Brown advises that for those wanting to come into the industry and be hands-on, “it’s important to carefully evaluate those domains of information security which dovetail your capabilities and passion.” Using the popular penetration tester role as an example, Brown explains the importance of having a passion for examining the underpinnings of technology and how systems are connected which “can be like putting together a jigsaw and identifying pieces that don’t quite fit.” Having the ability to operate at the micro level and be diligent with attention to detail is fundamental. “One must be able to revel in the detail and then explode out of that granularity to generate bigger picture insights to add real value for clientele,” says Brown.
Working as a penetration tester however carries with it a certain ethical responsibility, as the need to adhere to the moral codes of conduct across the industry is intrinsic to your credibility, trustworthiness and effectiveness. Candidates coming from a coding background undoubtedly have an edge when applying for roles of this nature. Yet, Brown qualifies that in all areas of cybersecurity “you must strive to understand how systems work, and in order to do so, you simply must be a user of that technology.” Assessing the vulnerabilities in specific hardware, whether they belong to Cisco, Juniper or another tech corporation, is one facet of putting into action that understanding. The other looks at how people interact with technology products, systems and devices which they have at their disposal.
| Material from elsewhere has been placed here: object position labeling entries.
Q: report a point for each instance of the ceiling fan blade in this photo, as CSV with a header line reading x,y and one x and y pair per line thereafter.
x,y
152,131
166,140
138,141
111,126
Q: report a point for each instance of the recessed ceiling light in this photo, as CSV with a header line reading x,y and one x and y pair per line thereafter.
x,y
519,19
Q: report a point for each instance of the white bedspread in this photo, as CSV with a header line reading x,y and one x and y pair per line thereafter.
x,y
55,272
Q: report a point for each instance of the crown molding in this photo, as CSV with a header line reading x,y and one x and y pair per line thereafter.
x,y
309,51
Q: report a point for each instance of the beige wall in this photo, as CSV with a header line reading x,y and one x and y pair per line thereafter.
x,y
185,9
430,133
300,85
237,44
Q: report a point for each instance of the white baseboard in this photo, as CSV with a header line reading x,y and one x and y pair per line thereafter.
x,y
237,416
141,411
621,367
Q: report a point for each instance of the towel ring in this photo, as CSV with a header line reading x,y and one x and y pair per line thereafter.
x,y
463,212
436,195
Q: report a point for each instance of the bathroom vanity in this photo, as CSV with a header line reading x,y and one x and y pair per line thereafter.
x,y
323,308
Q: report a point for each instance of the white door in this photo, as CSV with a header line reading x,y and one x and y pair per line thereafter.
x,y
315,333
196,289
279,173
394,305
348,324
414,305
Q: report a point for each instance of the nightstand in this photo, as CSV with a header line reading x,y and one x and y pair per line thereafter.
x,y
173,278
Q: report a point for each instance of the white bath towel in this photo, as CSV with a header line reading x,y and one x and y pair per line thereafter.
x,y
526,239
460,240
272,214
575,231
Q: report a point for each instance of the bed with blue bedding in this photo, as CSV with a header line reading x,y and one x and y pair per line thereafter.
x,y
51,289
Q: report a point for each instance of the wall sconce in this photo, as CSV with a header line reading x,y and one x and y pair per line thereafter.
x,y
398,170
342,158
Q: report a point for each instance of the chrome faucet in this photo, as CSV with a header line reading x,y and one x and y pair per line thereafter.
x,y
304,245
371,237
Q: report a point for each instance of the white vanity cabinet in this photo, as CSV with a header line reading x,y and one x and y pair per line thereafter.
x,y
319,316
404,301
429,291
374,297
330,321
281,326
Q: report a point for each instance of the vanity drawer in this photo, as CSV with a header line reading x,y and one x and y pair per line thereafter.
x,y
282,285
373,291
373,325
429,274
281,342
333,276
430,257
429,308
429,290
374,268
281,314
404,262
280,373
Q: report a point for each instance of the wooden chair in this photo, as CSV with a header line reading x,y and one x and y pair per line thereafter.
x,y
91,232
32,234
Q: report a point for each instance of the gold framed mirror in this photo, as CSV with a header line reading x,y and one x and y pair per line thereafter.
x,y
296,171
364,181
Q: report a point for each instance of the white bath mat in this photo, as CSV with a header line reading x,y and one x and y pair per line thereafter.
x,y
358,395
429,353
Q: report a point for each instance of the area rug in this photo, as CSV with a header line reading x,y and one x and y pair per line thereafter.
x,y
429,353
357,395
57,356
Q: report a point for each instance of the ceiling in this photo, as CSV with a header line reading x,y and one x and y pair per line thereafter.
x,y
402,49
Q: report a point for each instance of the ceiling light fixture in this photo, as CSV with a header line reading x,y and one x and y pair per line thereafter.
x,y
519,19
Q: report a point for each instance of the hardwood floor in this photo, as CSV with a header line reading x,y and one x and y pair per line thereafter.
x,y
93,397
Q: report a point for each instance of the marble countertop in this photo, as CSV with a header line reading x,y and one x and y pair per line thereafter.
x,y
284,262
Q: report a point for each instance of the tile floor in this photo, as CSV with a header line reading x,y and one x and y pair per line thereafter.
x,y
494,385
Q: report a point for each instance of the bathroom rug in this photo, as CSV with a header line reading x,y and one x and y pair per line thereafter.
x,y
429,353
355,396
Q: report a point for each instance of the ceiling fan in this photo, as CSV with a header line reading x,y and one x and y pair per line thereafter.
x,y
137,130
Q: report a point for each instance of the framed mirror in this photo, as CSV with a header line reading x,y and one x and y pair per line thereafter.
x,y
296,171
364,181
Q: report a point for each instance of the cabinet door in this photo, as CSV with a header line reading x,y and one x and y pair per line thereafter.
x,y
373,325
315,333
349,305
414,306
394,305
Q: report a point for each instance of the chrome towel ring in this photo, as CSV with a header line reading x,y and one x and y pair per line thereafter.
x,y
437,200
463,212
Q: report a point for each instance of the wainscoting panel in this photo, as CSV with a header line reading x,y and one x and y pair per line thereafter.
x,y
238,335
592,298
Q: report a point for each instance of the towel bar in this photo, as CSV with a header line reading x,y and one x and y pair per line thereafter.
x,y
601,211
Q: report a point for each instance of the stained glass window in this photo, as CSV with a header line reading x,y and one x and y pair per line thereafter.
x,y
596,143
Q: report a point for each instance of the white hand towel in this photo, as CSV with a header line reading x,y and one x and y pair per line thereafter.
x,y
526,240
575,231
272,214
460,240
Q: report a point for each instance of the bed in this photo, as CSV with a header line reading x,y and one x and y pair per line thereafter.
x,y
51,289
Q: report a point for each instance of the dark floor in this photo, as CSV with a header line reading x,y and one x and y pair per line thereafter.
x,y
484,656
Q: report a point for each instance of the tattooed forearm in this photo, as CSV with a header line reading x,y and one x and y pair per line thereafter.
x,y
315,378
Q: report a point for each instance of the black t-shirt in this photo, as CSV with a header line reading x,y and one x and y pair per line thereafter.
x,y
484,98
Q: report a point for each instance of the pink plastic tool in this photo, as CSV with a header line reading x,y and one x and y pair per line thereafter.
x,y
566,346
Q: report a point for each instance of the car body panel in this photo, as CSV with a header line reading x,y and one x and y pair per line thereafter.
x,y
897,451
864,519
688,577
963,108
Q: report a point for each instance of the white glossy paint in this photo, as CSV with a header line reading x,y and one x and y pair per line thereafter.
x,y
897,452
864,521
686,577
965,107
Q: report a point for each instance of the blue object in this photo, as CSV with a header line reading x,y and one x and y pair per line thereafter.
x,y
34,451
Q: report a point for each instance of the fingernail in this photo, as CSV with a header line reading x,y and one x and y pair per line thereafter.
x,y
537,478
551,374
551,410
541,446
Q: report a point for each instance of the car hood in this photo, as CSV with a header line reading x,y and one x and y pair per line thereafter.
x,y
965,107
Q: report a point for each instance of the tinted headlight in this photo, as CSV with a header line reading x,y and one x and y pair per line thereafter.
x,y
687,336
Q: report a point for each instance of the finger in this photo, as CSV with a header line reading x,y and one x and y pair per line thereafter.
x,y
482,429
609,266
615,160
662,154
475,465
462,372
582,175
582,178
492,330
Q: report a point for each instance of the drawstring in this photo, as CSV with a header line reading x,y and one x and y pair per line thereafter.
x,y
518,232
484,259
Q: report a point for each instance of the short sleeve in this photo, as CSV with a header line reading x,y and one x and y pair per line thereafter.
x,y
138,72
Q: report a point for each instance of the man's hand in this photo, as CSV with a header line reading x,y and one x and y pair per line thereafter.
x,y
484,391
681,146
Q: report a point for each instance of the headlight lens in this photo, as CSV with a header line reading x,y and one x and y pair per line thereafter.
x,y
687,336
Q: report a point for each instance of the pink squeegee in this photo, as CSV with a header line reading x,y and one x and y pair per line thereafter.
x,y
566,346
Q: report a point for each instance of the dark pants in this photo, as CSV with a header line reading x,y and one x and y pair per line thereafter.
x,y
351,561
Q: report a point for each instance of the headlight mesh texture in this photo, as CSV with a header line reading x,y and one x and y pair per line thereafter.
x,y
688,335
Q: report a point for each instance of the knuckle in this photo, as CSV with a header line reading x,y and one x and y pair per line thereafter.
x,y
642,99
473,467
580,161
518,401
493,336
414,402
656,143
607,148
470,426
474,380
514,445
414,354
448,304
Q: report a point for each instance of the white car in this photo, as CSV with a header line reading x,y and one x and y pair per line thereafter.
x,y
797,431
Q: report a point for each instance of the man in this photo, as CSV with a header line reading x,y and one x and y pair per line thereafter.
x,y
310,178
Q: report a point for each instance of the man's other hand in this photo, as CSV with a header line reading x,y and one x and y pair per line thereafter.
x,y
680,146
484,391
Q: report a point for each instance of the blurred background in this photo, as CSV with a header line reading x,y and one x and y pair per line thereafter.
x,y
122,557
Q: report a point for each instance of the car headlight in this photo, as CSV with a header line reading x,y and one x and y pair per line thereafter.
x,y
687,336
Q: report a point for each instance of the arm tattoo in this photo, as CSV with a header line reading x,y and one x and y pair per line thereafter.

While a modicum of technical skills is indeed pertinent to any role in cybersecurity, so too is the skill of understanding people and human behaviour. “As a penetration tester you’re leveraging social engineering,” explains Brown, “and targeting people with an objective of exploiting their levels of access to move progressively further into an organization to capture information and gain control of systems.” Understanding the human condition and our primary drivers that are associated with age, gender, and habits are critical skills to have. As Brown notes, “it’s an area where there are multiple skillsets at play, with behavioural, psychological and emotional intelligence as deeply important as technical prowess.”
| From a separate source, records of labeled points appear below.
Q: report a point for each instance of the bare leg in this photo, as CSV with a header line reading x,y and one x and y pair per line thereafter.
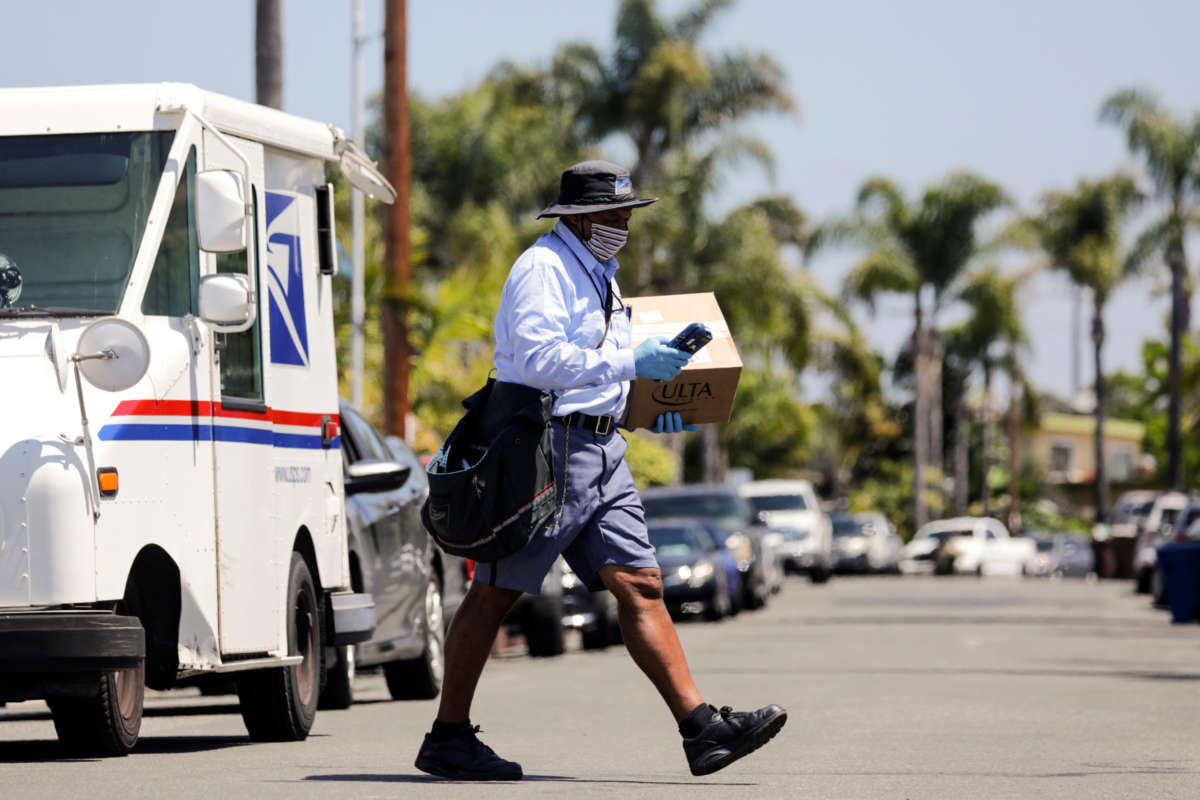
x,y
468,643
651,636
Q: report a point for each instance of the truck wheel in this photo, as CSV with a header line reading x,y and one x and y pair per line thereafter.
x,y
280,704
339,692
598,637
420,679
105,725
544,629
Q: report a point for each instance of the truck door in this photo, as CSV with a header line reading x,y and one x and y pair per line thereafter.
x,y
251,567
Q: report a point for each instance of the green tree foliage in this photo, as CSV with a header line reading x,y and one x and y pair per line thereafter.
x,y
1170,149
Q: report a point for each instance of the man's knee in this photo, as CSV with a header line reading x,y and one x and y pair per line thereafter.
x,y
633,585
492,601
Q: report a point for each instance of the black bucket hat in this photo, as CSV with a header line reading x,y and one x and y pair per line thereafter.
x,y
594,186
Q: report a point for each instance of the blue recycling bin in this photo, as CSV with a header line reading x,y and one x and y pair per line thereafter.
x,y
1180,563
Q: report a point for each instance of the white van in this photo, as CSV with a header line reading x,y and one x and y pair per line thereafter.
x,y
171,474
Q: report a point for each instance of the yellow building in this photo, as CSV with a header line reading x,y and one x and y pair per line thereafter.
x,y
1062,445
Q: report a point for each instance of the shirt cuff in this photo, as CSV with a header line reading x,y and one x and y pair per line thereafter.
x,y
624,360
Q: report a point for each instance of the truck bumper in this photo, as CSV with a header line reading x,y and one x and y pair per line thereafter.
x,y
40,641
354,617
The ability to communicate effectively is as imperative as the plethora of hard technical skills for interrogating systems when working towards making business environments more resilient. Brown notes that those who are most successful in the cybersecurity space “clearly understand the need to distil fundamental issues into essential meaning for a broad cross-section of stakeholders that is relevant and comprehendible.” He also advises those new to the profession to “avoid spending time on technical nuts and bolts that are not relevant to the conversation you’re having or the audience that you’re addressing. Be straightforward in explaining the context, the problem and how you intend to fix it. The quicker you can crystallise the issue, the longer you’ll keep their attention and gain crucial support needed to put your solution into action.”
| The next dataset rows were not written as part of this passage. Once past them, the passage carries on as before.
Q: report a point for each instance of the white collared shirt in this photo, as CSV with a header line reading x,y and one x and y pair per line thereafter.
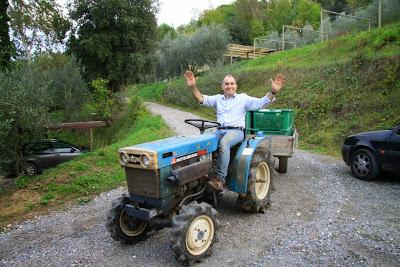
x,y
232,111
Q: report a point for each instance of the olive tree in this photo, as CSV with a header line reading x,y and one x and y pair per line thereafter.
x,y
113,38
206,46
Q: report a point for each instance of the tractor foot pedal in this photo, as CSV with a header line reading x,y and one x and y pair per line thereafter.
x,y
215,199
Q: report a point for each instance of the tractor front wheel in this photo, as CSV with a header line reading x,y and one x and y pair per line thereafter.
x,y
123,228
259,184
193,232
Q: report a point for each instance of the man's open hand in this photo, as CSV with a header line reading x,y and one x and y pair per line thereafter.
x,y
190,79
278,83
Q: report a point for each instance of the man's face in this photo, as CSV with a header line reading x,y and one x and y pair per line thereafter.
x,y
229,86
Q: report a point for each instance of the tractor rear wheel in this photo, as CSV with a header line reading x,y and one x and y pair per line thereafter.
x,y
259,184
123,228
193,232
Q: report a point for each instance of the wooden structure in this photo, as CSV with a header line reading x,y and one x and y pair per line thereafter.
x,y
80,125
236,51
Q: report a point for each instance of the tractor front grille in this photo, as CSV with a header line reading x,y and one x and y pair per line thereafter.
x,y
143,182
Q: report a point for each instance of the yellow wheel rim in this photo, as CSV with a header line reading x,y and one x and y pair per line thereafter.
x,y
262,180
199,235
129,231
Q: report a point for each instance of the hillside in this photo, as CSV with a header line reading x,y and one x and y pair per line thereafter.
x,y
336,88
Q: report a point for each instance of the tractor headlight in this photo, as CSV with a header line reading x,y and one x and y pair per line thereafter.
x,y
145,160
123,158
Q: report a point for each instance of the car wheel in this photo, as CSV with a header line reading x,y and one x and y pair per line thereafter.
x,y
31,169
364,165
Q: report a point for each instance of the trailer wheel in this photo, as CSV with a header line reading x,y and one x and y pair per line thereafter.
x,y
283,162
259,186
123,228
193,232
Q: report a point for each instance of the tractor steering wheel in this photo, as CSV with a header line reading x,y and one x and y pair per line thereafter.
x,y
202,124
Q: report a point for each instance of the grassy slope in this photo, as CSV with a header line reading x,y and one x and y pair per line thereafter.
x,y
337,88
77,181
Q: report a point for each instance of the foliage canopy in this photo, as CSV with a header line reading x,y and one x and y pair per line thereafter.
x,y
113,38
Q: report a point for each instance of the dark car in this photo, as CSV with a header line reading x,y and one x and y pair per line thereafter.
x,y
43,154
369,153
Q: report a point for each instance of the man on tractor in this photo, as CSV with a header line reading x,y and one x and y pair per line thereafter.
x,y
231,110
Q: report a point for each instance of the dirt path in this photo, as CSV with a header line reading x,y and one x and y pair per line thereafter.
x,y
320,215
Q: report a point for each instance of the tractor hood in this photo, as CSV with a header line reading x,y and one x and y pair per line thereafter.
x,y
166,152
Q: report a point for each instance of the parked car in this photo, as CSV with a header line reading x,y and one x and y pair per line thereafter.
x,y
369,153
46,153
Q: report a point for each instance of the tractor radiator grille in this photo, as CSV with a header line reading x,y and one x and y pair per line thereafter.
x,y
143,182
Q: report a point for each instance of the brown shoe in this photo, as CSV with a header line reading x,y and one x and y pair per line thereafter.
x,y
216,183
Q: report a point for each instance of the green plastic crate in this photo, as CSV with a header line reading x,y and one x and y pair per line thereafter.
x,y
270,121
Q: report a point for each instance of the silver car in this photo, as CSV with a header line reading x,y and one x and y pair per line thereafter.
x,y
47,153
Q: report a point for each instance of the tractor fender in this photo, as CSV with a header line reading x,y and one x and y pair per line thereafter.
x,y
241,164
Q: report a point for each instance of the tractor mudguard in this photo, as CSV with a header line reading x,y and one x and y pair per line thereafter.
x,y
241,164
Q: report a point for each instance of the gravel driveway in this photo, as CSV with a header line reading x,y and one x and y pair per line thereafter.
x,y
320,215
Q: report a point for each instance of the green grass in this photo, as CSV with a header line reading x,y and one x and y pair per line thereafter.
x,y
80,179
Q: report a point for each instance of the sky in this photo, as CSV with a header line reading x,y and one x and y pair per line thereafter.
x,y
180,12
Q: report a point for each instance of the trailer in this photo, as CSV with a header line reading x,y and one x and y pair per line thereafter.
x,y
278,124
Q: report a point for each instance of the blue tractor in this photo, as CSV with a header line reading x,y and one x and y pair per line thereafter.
x,y
167,187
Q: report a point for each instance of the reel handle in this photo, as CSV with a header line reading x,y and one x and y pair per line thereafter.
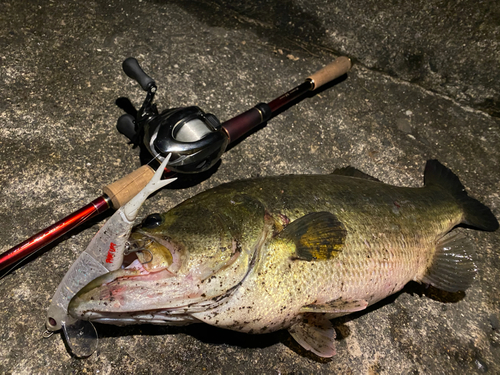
x,y
132,69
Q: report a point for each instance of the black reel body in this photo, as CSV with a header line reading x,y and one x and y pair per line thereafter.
x,y
195,139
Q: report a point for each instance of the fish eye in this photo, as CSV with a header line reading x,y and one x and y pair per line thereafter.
x,y
152,221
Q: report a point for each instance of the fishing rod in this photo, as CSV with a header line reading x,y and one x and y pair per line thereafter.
x,y
195,139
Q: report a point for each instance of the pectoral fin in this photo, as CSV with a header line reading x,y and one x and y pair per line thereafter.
x,y
317,236
316,334
337,307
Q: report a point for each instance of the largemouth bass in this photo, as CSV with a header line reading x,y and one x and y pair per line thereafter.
x,y
290,252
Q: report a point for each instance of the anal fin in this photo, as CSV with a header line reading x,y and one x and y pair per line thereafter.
x,y
452,268
353,172
338,307
316,334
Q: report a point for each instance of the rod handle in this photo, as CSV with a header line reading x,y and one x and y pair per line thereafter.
x,y
123,190
335,69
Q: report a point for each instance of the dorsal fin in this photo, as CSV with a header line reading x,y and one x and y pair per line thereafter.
x,y
353,172
317,236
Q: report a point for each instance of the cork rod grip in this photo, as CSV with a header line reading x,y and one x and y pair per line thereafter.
x,y
337,68
123,190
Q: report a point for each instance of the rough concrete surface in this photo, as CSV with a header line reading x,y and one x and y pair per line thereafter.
x,y
426,84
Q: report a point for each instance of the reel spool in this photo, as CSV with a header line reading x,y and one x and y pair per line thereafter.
x,y
195,139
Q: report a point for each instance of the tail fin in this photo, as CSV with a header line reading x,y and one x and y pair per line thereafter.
x,y
476,214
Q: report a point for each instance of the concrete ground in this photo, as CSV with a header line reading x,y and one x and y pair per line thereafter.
x,y
426,84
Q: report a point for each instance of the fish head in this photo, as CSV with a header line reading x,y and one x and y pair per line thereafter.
x,y
191,256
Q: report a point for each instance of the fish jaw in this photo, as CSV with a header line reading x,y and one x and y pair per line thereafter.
x,y
166,296
129,292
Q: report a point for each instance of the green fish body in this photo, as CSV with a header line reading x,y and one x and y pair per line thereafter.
x,y
290,252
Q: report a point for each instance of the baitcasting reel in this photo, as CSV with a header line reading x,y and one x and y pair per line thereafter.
x,y
195,139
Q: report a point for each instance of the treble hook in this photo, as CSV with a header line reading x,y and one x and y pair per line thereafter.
x,y
130,251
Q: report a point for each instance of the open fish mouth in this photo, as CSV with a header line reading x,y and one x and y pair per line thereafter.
x,y
155,286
Returning to the subject of education, Brown encourages candidates to build on lessons learnt through all courses that they undertake. “It is ongoing self-education and willingness to learn that makes for an effective and engaging advocate or evangelist.” Furthermore, it is about adopting a realistic viewpoint regarding your expectations and following measured waypoints as you forge a career in cybersecurity. “Key is to have an open mind, like a parachute, and one which is strongly oriented towards learning,” says Brown. “Be incentivised to skill yourself in the craft or art of security rather than simply feathering your hat with titles and being solely motivated by remuneration.” It is important to take time to develop your understanding of cybersecurity issues which can be very complex, often involving a diverse array of information from disparate locations. “You should embrace the virtue of patience when seeking to understand how it all fits together so as not to miss key developmental phases in growing to your true potential. Spending those early days struggling with subject matter will set you up to win later,” says Brown. “If you skip this then you’re never going to gain those deeper technical insights needed for adding timely and actionable recommendations to future interlocutors.” Success in cybersecurity requires acceptance and adherence to the hierarchy of professional maturity, by taking it a step at a time to grow into a role that you enjoy and where your skills can make a real difference.